On Wed, Jun 03, 2020 at 11:29:36AM +0200, Peter Krempa wrote:
On Wed, Jun 03, 2020 at 11:11:08 +0200, Michal Privoznik wrote:
> On 6/3/20 10:40 AM, Peter Krempa wrote:
> > On Wed, Jun 03, 2020 at 10:27:57 +0200, Michal Privoznik wrote:
> > > On 6/3/20 9:31 AM, Peter Krempa wrote:
> > > > QEMU added the machine types for the 5.1 release so let's update
them.
> > > >
> > > > Other notable changes are 'cpu-throttle-tailslow' migration
property,
> > > > 'zlib' compression for qcow2 images and absrtact socket
support.
> > > >
> > > > Signed-off-by: Peter Krempa <pkrempa(a)redhat.com>
> > > > ---
> > > > As usual, I'll be refreshing this until the release so that we
always
> > > > have fresh capabilities to prevent any surprises with deprecation
and
> > > > big updates.
> > > >
> > > > .../domaincapsdata/qemu_5.1.0-q35.x86_64.xml | 2 +-
> > > > .../domaincapsdata/qemu_5.1.0-tcg.x86_64.xml | 2 +-
> > > > tests/domaincapsdata/qemu_5.1.0.x86_64.xml | 2 +-
> > > > .../caps_5.1.0.x86_64.replies | 357
+++++++++++-------
> > > > .../caps_5.1.0.x86_64.xml | 14 +-
> > > > 5 files changed, 237 insertions(+), 140 deletions(-)
> > >
> > > Reviewed-by: Michal Privoznik <mprivozn(a)redhat.com>
> > >
> > > Maybe we can have another rule that would allow you to push these without
> > > review? I can argue both ways, so I'm just putting it out there.
> >
> > Yeah. I thought about that too.
> >
> > Specifically one thing I'd like to avoid is carelessness in case of the
> > update. Specifically if there is some form of removal (flag being
> > removed and such) we need to be careful and consider the implications.
>
> Well, for that we would need to compare with older capabilities XML and I
> don't think we are doing that. Removal between the same capabilities XML of
I certainly am doing that when generating files after the release to
ensure that we don't regress in anything. Obviously only on the level of
detected capabilities.
> an unreleased QEMU are uncommon. But I hear what you're saying and that's
my
> concern too.
>
> >
> > In this very specific case there's nothing of note and I'd be okay
with
> > just pushing it, but the rules if we wanted to codify it somehow would
> > require to be more nuanced and I don't think I can express all the
> > caveats.
> >
> > That's why I didn't really argue for adding a special rule for this.
> >
> > Also one reason I'm doing periodic upgrades of this is so that others
> > don't have to do it. The problem here is that the output is very much
> > dependent on the machine where you run it and I don't want others to
> > have to update the files when adding a new capability as the difference
> > becomes unreviewable and may even regress depending on how qemu is
> > built.
> >
>
> This is a long known issue and perhaps it would be worth documenting
> somewhere? I think these are QEMU binaries taken from Fedora, is that so?
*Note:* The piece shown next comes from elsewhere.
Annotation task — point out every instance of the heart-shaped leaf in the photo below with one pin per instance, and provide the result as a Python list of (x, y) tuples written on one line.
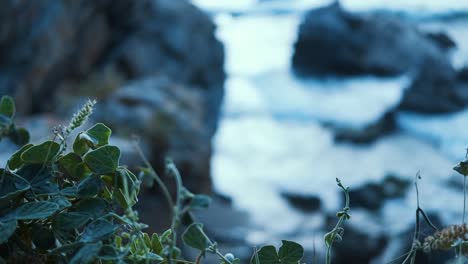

Well. They are built on fedora, but certainly not taken from fedora.
It's built from git.
> Maybe we can document configure arguments for QEMU so that it is
> reproducible.
While I agree that we should do that to take one of the moving parts out
of the equation we still can't do anything about the machine dependance
of the output. Specifically it contains all cpu flags so it really can't
be re-generated reproducibly on a box with even a slightly different
cpu.
Ideally we'd build it with the fedora spec-file, but I got lazy and I'm
usually just re-running configure from my history in this case.
My only idea how to provide stable output is to create a job on a box
which will periodically re-build qemu and fetch the capabilities and
publish them somewhere so that others could grab those and refresh the
caps themselves, but I can't really think of a way how to enable others
do it on their machine whithout messing up the CPU.
You beat me in the response time wrt reply :). Hmm, how about we add this as a
job to lcitool which controls how virt-install is spawned, that way + an Ansible
playbook you always get a reproducible environment?